The only exception to this rule is Dr Montek Singh Ahluwalia, who exercises his dentures rarely nowadays (who can blame him?). But when he does, only the combination of the following words is ever uttered – it matters little if they aren’t even strung up in order. Are you ready? Here they are: GDP; growth; percent; India; expect.
He’s worked it out. And the trick is, one doesn’t know if it’s bad news or good! Either way, this suffocatingly-turbaned economist wizard will continue to appear every three days till perpetuity, providing GDP predictions. And he knows it. Who in their right mind can recall what figures he quoted nine months ago? Was it 6.7, or 6.9, or was it 7.1? I’d love to be in his seat – all his seats, in fact: back seat, aisle seat, lounge seat, toilet seat…
The fact is, bad brings out the good in us. It ushers in an emotion that good news simply can’t. We hear of someone’s success and we immediately start comparing: damn it, the lucky dog. What’s so special about him? What’s he got that I ain’t? But when we hear of bad news, our intrinsic goodness emerges in the form of pity, or hoping to do good for the nation. We sympathise with the unfortunate one, our heart goes out to those living in Gurgaon and Faridabad and facing 18-hour power cuts and 20-litres-a-day water supply. We offer our shoulder for Shuklaji and his unlucky son to cry on. We feel good inside. Humans, man, I tell you!
There’s a thin line between what’s good and what’s bad. (Perhaps for once the politician is right.) Take the weather, for example. Bad English weather is what we here would die for. Cloudy, nippy, breezy, drizzly: oh yes, please! And good English weather is what we can’t stand: hot, clear, bright, sunny. Blast! No wonder the Brits left their shores at the first opportunity and took possession of every second country around the globe. It’s the only third-world country without the sun.
The fountainheads that don’t dish out bad news are Delhi Times and India TV. Here, you only hear of a sexy new outfit, a sexy new actress, an engagement party in full-flow, a lavish book launch, a speaking buffalo, a scientific rudraksh, a sermonising snake, and just-informed, a miracle cure for khujli. The bizarre thing is, they need their ‘bad news’ progenitors – The Times of India main newspaper or a serious news channel – to provide a pillar of support, or it doesn’t work. People go to Delhi Times to get some relief. They watch India TV for some fun, like one sometimes enjoys a really bad film.
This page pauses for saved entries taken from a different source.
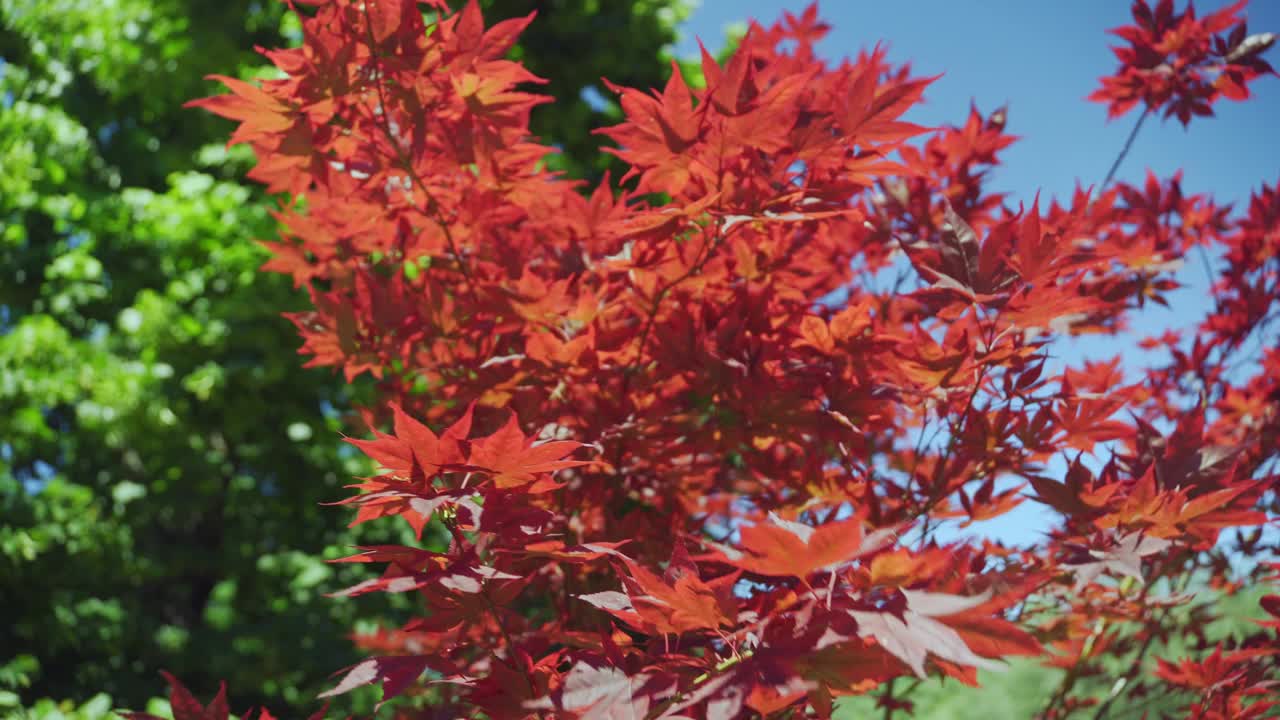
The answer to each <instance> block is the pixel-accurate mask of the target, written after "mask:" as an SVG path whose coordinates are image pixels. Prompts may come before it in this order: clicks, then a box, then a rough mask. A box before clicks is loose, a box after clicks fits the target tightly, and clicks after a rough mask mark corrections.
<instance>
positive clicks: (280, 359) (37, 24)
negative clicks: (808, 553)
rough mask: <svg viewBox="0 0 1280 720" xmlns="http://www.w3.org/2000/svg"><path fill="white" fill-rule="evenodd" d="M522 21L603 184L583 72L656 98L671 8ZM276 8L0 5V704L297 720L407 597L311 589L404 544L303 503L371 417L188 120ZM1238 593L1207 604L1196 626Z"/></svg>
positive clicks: (998, 691)
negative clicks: (302, 309) (348, 561)
mask: <svg viewBox="0 0 1280 720" xmlns="http://www.w3.org/2000/svg"><path fill="white" fill-rule="evenodd" d="M535 9H536V10H538V12H539V15H540V17H539V19H538V20H536V22H535V23H534V24H532V26H531V28H530V29H529V32H527V33H526V35H525V37H524V40H522V42H521V45H520V46H518V47H517V49H516V51H515V54H516V55H517V56H518V58H520V59H522V60H524V61H525V63H526V64H527V65H529V67H530V68H531V69H532V70H534V72H535V73H536V74H539V76H543V77H545V78H549V81H550V83H549V86H547V87H544V88H543V92H547V94H549V95H553V96H554V97H558V99H561V100H559V101H557V102H556V104H553V105H544V106H541V108H539V109H538V110H536V111H535V115H534V129H535V132H536V133H539V135H540V136H543V137H545V138H547V140H549V141H552V142H554V143H557V145H559V146H561V147H562V149H563V150H564V156H563V159H562V161H561V163H562V164H561V168H562V169H563V170H566V172H567V173H568V174H571V176H573V177H580V178H599V177H600V176H602V174H603V172H604V170H605V169H609V168H611V163H613V160H612V158H611V156H608V155H602V154H600V152H599V147H600V141H602V138H600V137H599V136H593V135H590V131H591V129H593V128H595V127H600V126H603V124H609V123H612V122H616V115H614V113H616V108H613V106H611V105H608V104H607V102H599V101H595V102H594V104H589V102H586V101H585V100H584V92H586V95H593V94H596V95H598V97H608V96H609V94H608V92H607V91H605V88H604V87H603V85H602V83H600V82H599V78H600V77H602V76H603V77H608V78H609V79H611V81H613V82H618V83H621V85H627V86H637V87H652V86H659V85H662V83H663V82H664V81H666V77H667V74H668V72H669V47H671V45H672V44H673V41H675V40H676V28H677V26H678V24H680V22H681V20H682V19H684V18H685V17H686V14H687V10H689V6H687V0H489V1H488V3H486V18H488V19H489V20H490V22H492V20H497V19H500V18H507V17H516V15H522V14H526V13H529V12H531V10H535ZM283 10H284V5H283V4H282V3H279V1H276V0H216V1H214V0H0V614H3V618H4V621H3V623H0V716H5V717H8V716H15V717H38V719H58V717H76V719H84V720H90V719H99V717H108V716H109V715H110V710H111V708H113V707H133V708H148V710H151V711H154V712H163V711H164V710H163V707H164V702H163V701H159V700H155V697H156V696H160V694H164V683H163V680H161V679H160V676H159V670H160V669H166V670H170V671H173V673H174V674H175V675H178V676H179V678H182V679H183V682H184V683H186V684H187V685H188V687H191V688H192V691H193V692H195V693H196V694H197V696H200V697H202V698H206V697H210V696H211V694H212V692H214V691H215V689H216V687H218V682H219V680H220V679H225V680H227V682H228V685H229V687H230V697H232V700H233V707H236V708H244V707H250V706H253V705H257V706H261V705H265V706H268V707H271V708H273V710H274V711H275V712H276V715H279V716H285V717H289V716H296V715H297V716H301V715H302V714H303V712H306V711H307V710H310V708H315V707H316V703H315V702H314V701H312V700H311V698H314V696H315V693H316V692H317V691H320V689H323V688H324V687H326V684H328V683H329V675H330V673H333V671H335V670H338V669H339V667H343V666H346V665H349V664H352V662H355V661H356V660H357V659H358V657H357V652H356V651H355V650H353V647H352V644H351V642H349V639H348V637H347V635H348V633H349V632H351V630H352V629H353V628H356V626H371V625H372V624H375V623H378V621H379V620H380V619H384V618H387V619H396V618H403V615H404V614H406V612H408V611H410V609H408V607H406V606H396V605H394V603H393V602H390V601H389V600H387V598H381V597H379V596H364V597H361V598H358V601H351V600H342V598H328V597H324V594H323V593H324V592H329V591H333V589H337V588H340V587H346V585H348V584H352V583H355V582H356V580H357V575H358V574H360V573H361V570H360V568H358V566H346V565H337V566H335V565H328V564H325V562H324V560H325V559H333V557H338V556H342V555H346V553H347V548H348V547H349V546H352V544H357V543H372V542H387V541H390V539H393V538H392V537H390V534H394V533H399V532H403V529H402V528H399V527H396V525H390V524H381V523H371V524H367V525H364V527H362V528H360V529H358V532H352V530H348V529H346V523H347V520H348V519H349V511H347V510H344V509H338V507H324V506H320V503H321V502H326V501H334V500H339V498H342V497H344V495H346V492H344V491H343V489H342V486H343V484H346V483H347V482H348V480H349V478H351V477H352V475H361V474H367V473H369V471H370V470H371V468H369V466H366V465H365V460H364V457H362V456H361V455H360V454H356V452H353V451H352V448H349V446H346V445H344V443H342V442H340V437H339V433H340V432H348V433H355V434H360V433H362V432H364V429H362V428H360V427H358V425H356V424H355V423H352V420H351V413H349V409H351V407H352V406H353V404H358V402H362V401H366V400H367V398H370V397H371V388H370V387H365V386H361V384H357V386H347V384H346V383H343V382H342V379H340V378H338V377H335V375H332V374H329V373H326V372H321V370H303V369H301V364H302V360H301V359H300V357H298V356H297V355H296V347H297V346H298V341H297V340H296V336H294V332H293V327H292V325H291V324H289V323H288V322H285V320H284V319H282V318H280V313H282V311H287V310H296V309H301V307H303V305H305V297H303V296H302V295H301V293H300V292H297V291H294V290H293V288H292V287H291V286H289V282H288V278H285V277H280V275H269V274H262V273H259V272H257V268H259V265H261V264H262V263H264V261H265V260H266V252H265V251H264V250H262V249H261V247H259V246H257V245H256V243H255V242H253V240H256V238H271V237H274V234H275V233H274V228H273V222H271V218H270V217H269V214H268V209H269V208H271V206H273V201H271V199H270V197H266V196H264V193H262V192H261V191H260V190H259V188H257V187H256V186H252V184H246V183H243V182H241V178H242V177H243V174H244V172H246V170H247V169H248V168H250V167H251V164H252V156H251V155H250V154H248V152H247V151H246V150H244V149H232V150H227V149H225V147H224V146H223V142H224V141H225V138H227V136H228V135H229V132H230V123H228V122H225V120H220V119H218V118H215V117H212V115H210V114H207V113H202V111H197V110H184V109H182V104H183V102H184V101H187V100H191V99H195V97H200V96H205V95H209V94H212V92H219V91H220V90H219V88H218V86H216V85H215V83H211V82H207V81H205V79H202V78H204V76H206V74H209V73H224V74H238V76H241V77H244V78H252V77H261V76H264V74H265V73H269V70H268V69H266V68H264V67H262V61H261V58H260V56H259V55H257V54H256V53H255V51H253V50H252V49H253V46H255V45H259V46H264V47H273V46H284V45H293V44H297V42H298V41H300V33H298V26H297V23H296V20H294V19H293V18H291V17H287V15H285V13H284V12H283ZM731 46H732V42H730V47H731ZM686 70H687V73H686V74H689V76H690V79H692V81H695V82H696V79H698V78H696V77H695V76H696V74H698V69H696V65H695V64H692V63H689V64H686ZM620 174H621V173H614V177H618V176H620ZM402 600H403V598H402ZM1254 607H1256V597H1240V598H1231V600H1229V601H1224V603H1222V605H1221V606H1220V607H1219V610H1220V611H1221V612H1222V615H1224V616H1225V619H1224V620H1220V621H1217V623H1215V624H1212V625H1211V626H1210V633H1208V634H1210V637H1226V635H1231V634H1238V633H1239V632H1242V629H1243V628H1245V626H1247V624H1245V620H1244V618H1247V616H1249V615H1251V614H1253V609H1254ZM1185 612H1188V614H1190V612H1194V610H1192V609H1187V610H1185ZM1166 650H1167V651H1169V653H1174V655H1176V652H1178V651H1179V650H1180V648H1166ZM1059 675H1060V673H1059V671H1055V670H1048V669H1044V667H1039V666H1037V665H1036V664H1033V662H1019V664H1016V665H1014V666H1012V669H1011V671H1010V673H1007V674H1004V675H995V674H984V676H983V682H984V688H983V689H982V691H973V689H968V688H963V687H960V685H957V684H956V683H942V682H940V680H931V682H928V683H924V684H922V685H919V687H916V688H913V691H911V697H913V698H914V700H915V702H916V706H918V707H916V710H918V711H919V716H922V717H938V719H952V717H955V719H966V717H973V719H982V720H986V719H989V717H1029V716H1030V714H1032V712H1033V710H1034V708H1036V707H1038V706H1039V705H1041V703H1042V702H1043V700H1044V698H1046V697H1047V696H1048V694H1050V693H1051V692H1052V689H1053V687H1055V685H1056V683H1057V682H1059ZM1100 683H1101V680H1100ZM901 689H906V684H905V683H904V685H902V687H901V688H900V691H901ZM1105 691H1106V687H1105V685H1103V684H1100V685H1098V688H1097V692H1100V693H1102V692H1105ZM375 698H376V691H374V689H372V688H369V691H367V692H365V693H353V694H351V696H343V698H340V702H342V703H344V705H342V706H340V707H338V710H342V711H367V710H369V708H370V707H371V702H372V701H374V700H375ZM1164 700H1165V701H1167V700H1170V698H1164ZM1172 700H1176V698H1172ZM1160 701H1161V698H1155V701H1153V702H1157V703H1158V702H1160ZM1143 702H1146V701H1143ZM1152 708H1156V707H1155V706H1148V707H1142V706H1135V707H1133V708H1117V712H1115V714H1114V716H1116V717H1123V716H1130V715H1126V714H1125V712H1128V711H1129V710H1132V711H1133V712H1135V714H1140V711H1142V710H1152ZM879 714H881V711H879V710H878V708H876V707H874V700H873V698H865V700H863V701H856V702H850V703H846V705H845V706H844V707H842V710H841V715H842V716H847V717H861V716H879ZM1133 716H1137V715H1133Z"/></svg>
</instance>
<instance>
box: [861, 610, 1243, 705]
mask: <svg viewBox="0 0 1280 720" xmlns="http://www.w3.org/2000/svg"><path fill="white" fill-rule="evenodd" d="M1263 594H1266V588H1257V587H1256V588H1252V589H1251V591H1248V592H1240V593H1236V594H1224V593H1220V592H1215V591H1210V589H1207V588H1201V589H1199V591H1198V592H1197V593H1196V594H1194V600H1193V601H1190V602H1187V603H1184V605H1180V606H1178V607H1175V609H1171V610H1170V612H1169V616H1167V618H1166V620H1167V625H1169V626H1172V628H1187V626H1197V625H1198V626H1199V628H1201V630H1202V632H1203V634H1204V639H1206V641H1207V644H1210V646H1211V644H1212V643H1215V642H1219V641H1225V639H1229V638H1236V639H1239V638H1242V637H1244V635H1247V634H1248V633H1249V632H1252V629H1256V628H1257V625H1256V624H1254V623H1253V621H1254V620H1260V619H1265V614H1263V612H1262V611H1261V610H1260V609H1258V600H1260V598H1261V597H1262V596H1263ZM1206 612H1208V614H1211V616H1212V619H1211V620H1207V618H1208V615H1206ZM1133 629H1134V628H1129V629H1128V630H1133ZM1135 646H1137V647H1135V648H1134V651H1133V652H1130V653H1128V656H1126V657H1125V659H1124V661H1114V660H1111V659H1108V660H1107V664H1106V666H1105V669H1103V670H1105V671H1103V673H1101V674H1097V675H1093V676H1088V678H1082V680H1080V689H1084V691H1085V692H1084V694H1085V696H1088V697H1093V698H1098V700H1102V698H1105V697H1107V693H1108V692H1110V691H1111V689H1112V688H1114V687H1115V683H1116V680H1117V679H1119V678H1123V676H1125V673H1126V671H1129V670H1130V669H1132V664H1133V662H1137V661H1139V660H1138V657H1137V655H1138V652H1137V648H1138V647H1140V643H1135ZM1199 653H1201V652H1199V651H1196V650H1193V648H1192V647H1189V646H1188V643H1187V641H1185V639H1184V638H1181V637H1180V635H1175V637H1172V638H1169V639H1167V641H1157V642H1155V643H1152V646H1151V647H1149V648H1148V650H1147V652H1146V653H1143V656H1142V659H1140V661H1142V662H1143V664H1144V666H1146V669H1144V671H1143V673H1140V674H1139V675H1138V676H1139V678H1151V676H1152V675H1153V673H1155V667H1156V659H1157V657H1162V659H1165V660H1170V661H1176V660H1178V659H1179V657H1184V656H1188V655H1199ZM1064 675H1065V671H1064V670H1060V669H1055V667H1048V666H1046V665H1043V661H1042V660H1041V659H1016V660H1012V661H1010V662H1009V669H1007V670H1006V671H1004V673H992V671H988V670H980V671H979V673H978V682H979V683H980V687H978V688H970V687H968V685H964V684H961V683H959V682H956V680H951V679H940V678H931V679H929V680H925V682H920V683H919V684H916V685H915V687H913V685H911V683H904V682H901V680H899V682H897V685H896V688H895V691H896V693H895V697H897V698H900V700H908V701H910V702H911V705H913V706H914V715H913V716H914V717H922V719H925V720H991V719H993V717H1032V716H1034V715H1036V712H1037V711H1039V710H1041V708H1043V707H1044V705H1046V703H1047V701H1048V700H1050V698H1051V697H1052V696H1053V692H1055V691H1056V689H1057V688H1059V684H1060V683H1061V682H1062V678H1064ZM882 692H883V691H876V692H873V693H872V694H867V696H861V697H856V698H847V700H845V701H844V702H841V705H840V710H838V711H837V712H836V717H837V719H844V720H852V719H855V717H879V716H881V714H882V712H883V711H882V710H878V708H877V702H878V701H879V698H881V693H882ZM1187 701H1188V698H1187V697H1179V696H1176V694H1167V693H1133V694H1130V696H1125V697H1124V700H1123V701H1119V702H1116V703H1115V705H1112V707H1111V711H1110V715H1108V716H1110V717H1115V719H1117V720H1119V719H1138V717H1142V714H1143V712H1149V714H1151V716H1152V717H1162V716H1165V715H1161V712H1175V714H1176V711H1178V710H1179V708H1180V707H1184V706H1185V703H1187Z"/></svg>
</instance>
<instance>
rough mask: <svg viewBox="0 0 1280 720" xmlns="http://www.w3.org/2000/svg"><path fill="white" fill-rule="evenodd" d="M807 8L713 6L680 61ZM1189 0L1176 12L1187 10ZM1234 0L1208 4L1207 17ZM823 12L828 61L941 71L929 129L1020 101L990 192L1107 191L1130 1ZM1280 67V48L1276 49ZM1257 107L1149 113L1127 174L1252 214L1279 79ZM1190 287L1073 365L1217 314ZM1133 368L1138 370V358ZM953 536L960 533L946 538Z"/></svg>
mask: <svg viewBox="0 0 1280 720" xmlns="http://www.w3.org/2000/svg"><path fill="white" fill-rule="evenodd" d="M808 4H809V3H806V1H801V0H735V1H724V0H704V1H703V4H701V5H700V6H698V8H696V9H695V10H694V12H692V14H691V15H690V18H689V20H687V22H686V23H685V26H684V28H682V37H681V40H680V42H678V45H677V47H676V53H677V55H681V56H690V55H696V53H698V44H696V40H695V38H698V37H700V38H701V40H703V42H704V44H705V45H707V46H708V49H717V47H719V46H722V45H723V38H724V32H726V28H728V27H730V26H732V24H735V23H740V22H744V20H746V19H748V18H755V19H758V20H760V22H762V23H765V24H767V23H769V22H772V20H774V19H776V18H780V17H781V15H782V12H783V10H791V12H792V13H800V12H801V10H804V8H805V6H806V5H808ZM1184 4H1185V3H1184V0H1178V8H1181V6H1184ZM1226 4H1228V3H1224V1H1220V0H1219V1H1203V3H1197V4H1196V5H1197V10H1198V13H1199V14H1201V15H1203V14H1207V13H1210V12H1212V10H1215V9H1219V8H1221V6H1224V5H1226ZM819 15H820V17H822V18H823V19H824V20H826V22H827V23H828V24H831V26H832V29H831V32H829V33H828V35H827V37H826V38H824V40H823V41H822V44H820V45H819V54H822V55H823V56H826V58H828V59H832V60H836V59H838V58H842V56H846V55H854V54H856V53H858V50H859V49H861V47H870V46H873V45H876V44H877V42H882V44H884V45H887V46H888V49H890V59H891V60H895V61H910V63H911V64H913V67H914V69H915V72H916V73H918V74H920V76H933V74H940V73H942V77H941V78H938V81H937V82H934V83H933V85H932V86H931V87H929V90H928V92H927V94H925V104H924V105H922V106H919V108H916V109H914V110H913V111H911V113H910V114H909V115H908V117H906V119H910V120H913V122H916V123H920V124H924V126H931V127H932V126H940V124H945V123H956V124H959V123H963V122H964V118H965V117H966V114H968V110H969V104H970V101H973V102H975V104H977V105H978V108H979V109H980V110H982V111H983V113H989V111H991V110H993V109H995V108H997V106H1000V105H1006V104H1007V105H1009V132H1011V133H1014V135H1016V136H1019V137H1021V140H1020V141H1019V142H1016V143H1015V145H1012V146H1011V147H1010V149H1007V150H1006V151H1005V152H1004V154H1002V158H1004V160H1005V163H1004V165H1001V167H1000V168H998V169H997V170H996V172H995V173H993V176H992V182H991V188H992V190H996V191H1004V192H1007V193H1010V199H1011V201H1012V202H1015V204H1016V202H1019V201H1024V202H1027V204H1030V200H1032V199H1033V197H1034V196H1036V193H1037V192H1041V195H1042V199H1043V197H1051V196H1056V197H1060V199H1069V197H1070V193H1071V192H1073V190H1074V187H1075V186H1076V183H1078V182H1079V183H1082V184H1085V186H1088V184H1097V183H1100V182H1101V181H1102V177H1103V176H1105V174H1106V172H1107V168H1108V167H1110V165H1111V161H1112V160H1114V159H1115V156H1116V154H1117V152H1119V150H1120V147H1121V146H1123V145H1124V141H1125V137H1126V136H1128V135H1129V131H1130V129H1132V127H1133V123H1134V122H1135V120H1137V110H1134V111H1132V113H1130V114H1129V115H1125V117H1123V118H1120V119H1117V120H1114V122H1107V117H1106V106H1105V105H1101V104H1097V102H1088V101H1085V100H1084V97H1085V96H1087V95H1089V94H1091V92H1092V91H1093V90H1094V88H1096V87H1097V83H1098V78H1100V77H1101V76H1105V74H1110V73H1111V72H1114V69H1115V67H1116V60H1115V56H1114V55H1112V54H1111V51H1110V49H1108V47H1110V45H1114V44H1119V42H1120V40H1119V38H1116V37H1115V36H1111V35H1107V33H1106V31H1107V29H1110V28H1114V27H1117V26H1121V24H1129V23H1130V22H1132V17H1130V14H1129V3H1126V1H1124V0H1073V1H1070V3H1044V1H1027V0H984V1H980V3H979V1H977V0H972V1H956V0H909V1H902V3H883V1H870V0H840V1H836V0H828V1H826V3H820V4H819ZM1247 17H1248V19H1249V31H1251V32H1280V0H1254V1H1253V3H1252V5H1251V6H1249V8H1248V9H1247ZM1268 55H1270V58H1268V59H1270V60H1271V61H1272V64H1280V53H1277V51H1275V50H1272V51H1271V53H1270V54H1268ZM1252 87H1253V91H1254V97H1252V99H1251V100H1249V101H1247V102H1231V101H1225V100H1224V101H1220V102H1219V104H1217V105H1216V106H1215V111H1216V117H1213V118H1196V119H1193V120H1192V124H1190V127H1189V128H1187V129H1183V126H1181V124H1180V123H1179V122H1178V120H1176V119H1170V120H1157V119H1156V118H1151V119H1148V120H1147V123H1146V124H1144V127H1143V129H1142V133H1140V135H1139V136H1138V140H1137V142H1135V143H1134V146H1133V149H1132V151H1130V152H1129V155H1128V158H1126V160H1125V163H1124V165H1123V167H1121V168H1120V170H1119V173H1117V176H1116V177H1117V179H1121V181H1128V182H1133V183H1140V182H1142V181H1143V178H1144V177H1146V172H1147V169H1148V168H1149V169H1151V170H1152V172H1155V173H1156V174H1157V176H1160V177H1167V176H1170V174H1172V173H1174V172H1176V170H1178V169H1183V172H1184V178H1183V188H1184V191H1185V192H1210V193H1212V195H1213V196H1215V197H1216V199H1217V201H1219V202H1233V204H1235V206H1238V208H1243V206H1244V205H1245V204H1247V201H1248V197H1249V192H1251V191H1253V190H1256V188H1258V187H1260V186H1261V184H1262V183H1263V182H1265V183H1275V182H1277V181H1280V79H1277V78H1274V77H1272V78H1261V79H1260V81H1257V82H1256V83H1254V85H1253V86H1252ZM1179 279H1180V281H1181V282H1183V283H1184V284H1185V286H1187V287H1185V288H1184V290H1181V291H1178V292H1175V293H1174V295H1172V296H1171V297H1170V300H1171V309H1169V310H1165V309H1161V307H1158V306H1151V307H1149V311H1147V313H1144V314H1143V315H1142V324H1140V325H1138V327H1135V328H1134V332H1133V333H1130V334H1126V336H1121V337H1119V338H1112V340H1107V341H1097V340H1091V341H1087V342H1076V343H1075V345H1074V346H1071V347H1061V348H1059V351H1060V352H1062V356H1064V357H1065V359H1068V360H1079V359H1083V357H1111V356H1114V355H1117V354H1119V355H1123V356H1125V357H1128V359H1132V357H1137V356H1139V354H1137V352H1135V350H1137V348H1135V347H1134V343H1135V342H1137V340H1138V338H1140V337H1142V336H1147V334H1157V333H1158V332H1161V331H1162V329H1165V328H1185V327H1192V325H1194V324H1196V323H1197V322H1198V320H1199V319H1201V318H1202V316H1203V314H1204V311H1206V310H1207V307H1208V293H1207V281H1206V279H1204V277H1203V269H1202V268H1201V266H1199V264H1198V263H1188V264H1187V266H1184V269H1183V270H1181V272H1180V273H1179ZM1129 369H1130V372H1134V373H1135V372H1139V365H1137V364H1132V365H1130V368H1129ZM1050 521H1051V520H1050V518H1048V516H1047V514H1044V512H1043V510H1042V509H1041V507H1039V506H1038V505H1036V503H1030V502H1028V503H1024V505H1023V506H1021V507H1020V509H1019V510H1016V511H1014V512H1010V514H1009V515H1006V516H1004V518H1000V519H996V520H992V521H988V523H982V524H979V525H975V527H974V529H973V530H970V532H982V533H984V534H991V536H993V537H998V538H1001V539H1005V541H1009V542H1018V543H1024V542H1030V541H1034V539H1036V536H1037V533H1038V532H1039V530H1043V529H1047V527H1048V525H1047V523H1050ZM947 534H951V533H947Z"/></svg>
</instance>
One can’t only read Delhi Times or always watch India TV. Perhaps the truth is that we want to read the bad news first, the good news later. After all, to anyone who says: “I have some good news and some bad news ”, don’t we always say, “Give me the bad news first!?”
I wonder what they do in über-rich, sparsely populated Scandinavian countries, where nothing bad ever happens. How do they cope? Now there’s an enormous export potential that India hasn’t tapped into yet. Let’s wait till our IT industry collapses, maybe then we’ll think about it. Wait a minute – that’s bad news!